美人爆命!?異世界に行ってもやっぱりモテてます。

私もお城にいる時はそんなドレスを着せられていた。
髪は、油のようなものを塗って、綺麗に結い上げられる。
普通の人はたいていひとつに束ねてるだけ。
そういえば、髪が短い女性は見たことないような…
暗黙の決まりなのかな?



明日はとにかくこれを着て行こう。
女性だったら、仕事はあると言われたけど、私に出来ることはあるのかな?
自信はないけど、行くしかないよね。



(どうか、お城で働けますように…!)







(大丈夫かな?)



ベルガアートとサリーナは、だいぶ離れてはいるけれど、やはり、女性の服装で外に出るのは怖い。
俯いたまま、足早にお城に向かった。



「あの、私、仕事を探しに…」

「仕事を?よし、入れ。

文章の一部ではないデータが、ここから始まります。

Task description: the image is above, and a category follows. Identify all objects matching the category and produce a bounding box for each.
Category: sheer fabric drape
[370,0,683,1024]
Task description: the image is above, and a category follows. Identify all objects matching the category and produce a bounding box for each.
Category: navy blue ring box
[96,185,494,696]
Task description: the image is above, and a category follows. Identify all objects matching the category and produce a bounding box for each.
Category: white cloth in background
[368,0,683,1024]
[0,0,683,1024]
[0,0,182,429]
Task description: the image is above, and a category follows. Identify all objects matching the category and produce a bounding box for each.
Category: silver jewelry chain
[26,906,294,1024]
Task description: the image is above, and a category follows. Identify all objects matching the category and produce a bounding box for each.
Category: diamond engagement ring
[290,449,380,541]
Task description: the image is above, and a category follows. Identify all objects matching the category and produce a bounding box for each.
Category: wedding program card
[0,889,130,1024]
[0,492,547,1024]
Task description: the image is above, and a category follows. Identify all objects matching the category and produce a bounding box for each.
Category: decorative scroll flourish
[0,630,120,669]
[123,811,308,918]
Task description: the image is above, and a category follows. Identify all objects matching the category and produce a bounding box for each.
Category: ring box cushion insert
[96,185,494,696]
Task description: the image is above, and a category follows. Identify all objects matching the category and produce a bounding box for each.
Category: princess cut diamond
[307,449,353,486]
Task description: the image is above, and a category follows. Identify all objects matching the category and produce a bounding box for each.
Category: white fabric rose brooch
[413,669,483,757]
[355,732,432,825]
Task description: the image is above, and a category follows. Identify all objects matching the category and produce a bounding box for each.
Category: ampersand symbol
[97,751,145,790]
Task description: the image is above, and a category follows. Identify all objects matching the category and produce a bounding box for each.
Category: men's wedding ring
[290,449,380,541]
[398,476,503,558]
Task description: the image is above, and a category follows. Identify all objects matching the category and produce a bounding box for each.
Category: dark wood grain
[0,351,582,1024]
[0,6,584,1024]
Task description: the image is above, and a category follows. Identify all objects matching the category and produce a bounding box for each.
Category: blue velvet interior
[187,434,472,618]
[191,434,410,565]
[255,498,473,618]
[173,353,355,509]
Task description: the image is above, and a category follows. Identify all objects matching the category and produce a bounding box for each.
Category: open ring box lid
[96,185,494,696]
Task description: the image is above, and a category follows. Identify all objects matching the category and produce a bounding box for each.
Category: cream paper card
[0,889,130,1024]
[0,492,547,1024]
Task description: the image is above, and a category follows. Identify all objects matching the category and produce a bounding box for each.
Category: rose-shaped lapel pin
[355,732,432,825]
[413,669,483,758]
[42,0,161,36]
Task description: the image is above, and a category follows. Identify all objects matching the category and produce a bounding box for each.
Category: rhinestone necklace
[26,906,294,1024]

」



呆気ない程簡単に通してもらえた。
私が歩いていると、すぐに建物の方から走って来る女の人がいて、私を裏口らしき場所へ連れて行った。
お城の中は、ベルガアート城と似たような感じだ。
絨毯の敷かれた廊下を歩き、私はある部屋へ入るように促された。



「エイシア様、就職希望者を連れてまいりました。」

「入れ。」



その部屋にいたのは、白髪の厳しそうな顔の女性。
60代くらいだろうか?
お年は召されているけど、綺麗な人だ。




「ほう。
そなた、名はなんという?」

「え…ミ、ミライです。」

「ミライ……」

エイシア様は立ち上がり、私に近付いた。